Take, for instance, a reader who has endured the discomfort of a catheter for the past few weeks. He tells me he has just been referred to a hospital urology department as an “urgent” case. A few days ago he was informed that his appointment has been fixed for December, 2023 – more than 18 months from now. NHS: No Help Soon.

Our changing language. We Brits have a tradition of coining all manner of euphemisms for intimate moments. “Come up and see my etchings” has been with us for at least 70 years, “Ugandan discussions” was invented by Private Eye in the 1960s and only a few weeks ago friends of the disgraced porn-viewing MP Neil Parish famously protested: “He was looking for tractors.” Now comes a report of a student allegedly harassed by a cleric at Oxford University. She says he stroked her hair. He claims he was “putting in his eye drops at the time”.

Meanwhile, universities in England have been told off for awarding “excessive” numbers of first class degrees during the pandemic. The Office for Students (OfS) published research claiming that more than half of first class degrees awarded in 2021 could not be explained by “observable factors” such as prior results or social background of students. I suspect the more that kids are forced to pay for university courses, the more they will expect dazzling outcomes.

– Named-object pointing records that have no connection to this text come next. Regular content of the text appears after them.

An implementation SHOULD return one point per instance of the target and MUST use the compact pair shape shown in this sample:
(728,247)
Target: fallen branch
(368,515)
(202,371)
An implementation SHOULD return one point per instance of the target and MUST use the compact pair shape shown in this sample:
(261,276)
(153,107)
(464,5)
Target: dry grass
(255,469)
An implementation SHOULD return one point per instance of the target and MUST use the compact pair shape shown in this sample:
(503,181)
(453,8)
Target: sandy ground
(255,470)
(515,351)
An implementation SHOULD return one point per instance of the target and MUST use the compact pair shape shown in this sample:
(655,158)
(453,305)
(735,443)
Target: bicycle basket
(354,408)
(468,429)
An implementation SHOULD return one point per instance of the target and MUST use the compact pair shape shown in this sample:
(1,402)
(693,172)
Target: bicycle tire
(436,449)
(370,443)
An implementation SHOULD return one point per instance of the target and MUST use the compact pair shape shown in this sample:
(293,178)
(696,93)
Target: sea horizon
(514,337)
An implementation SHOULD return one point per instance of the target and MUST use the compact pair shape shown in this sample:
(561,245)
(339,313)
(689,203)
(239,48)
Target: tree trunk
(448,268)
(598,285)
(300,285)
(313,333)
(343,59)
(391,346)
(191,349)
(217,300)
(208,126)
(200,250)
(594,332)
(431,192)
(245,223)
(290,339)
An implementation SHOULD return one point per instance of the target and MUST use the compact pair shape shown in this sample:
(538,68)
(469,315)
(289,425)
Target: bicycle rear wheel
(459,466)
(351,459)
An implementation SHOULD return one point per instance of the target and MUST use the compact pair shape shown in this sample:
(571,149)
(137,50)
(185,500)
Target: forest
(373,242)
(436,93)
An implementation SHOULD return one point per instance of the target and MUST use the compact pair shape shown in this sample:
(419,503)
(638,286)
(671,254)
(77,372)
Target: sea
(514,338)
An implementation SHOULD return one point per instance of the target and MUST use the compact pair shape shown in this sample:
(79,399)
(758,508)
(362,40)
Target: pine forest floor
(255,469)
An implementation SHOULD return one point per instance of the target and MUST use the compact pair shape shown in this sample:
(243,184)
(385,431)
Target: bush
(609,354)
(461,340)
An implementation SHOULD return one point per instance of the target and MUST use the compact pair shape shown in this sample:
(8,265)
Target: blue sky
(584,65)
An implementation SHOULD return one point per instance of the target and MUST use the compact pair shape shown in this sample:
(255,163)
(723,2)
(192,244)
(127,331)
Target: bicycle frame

So the reason for so many firsts may not be observable but it might perhaps be audible, in the crisp rustling of large cheques.

First we saw its shadow, a flickering patch of shade racing up the garden. Look up into the sun and there it is, hanging in the warm air with elegant outstretched wings and that distinctive forked tail. The red kites have arrived. They may be as common as pigeons where you live, thanks to an amazingly successful re-introduction project, but this pair are the first we have ever seen at Chateau Rhodes.

As the kites scoured the newly-cut hayfield for carrion, our resident buzzards circled lazily a thousand feet above. We are excited and delighted at the arrival of kites but I wonder what the buzzards make of it (“Fork-tails, eh? There goes the neighbourhood”).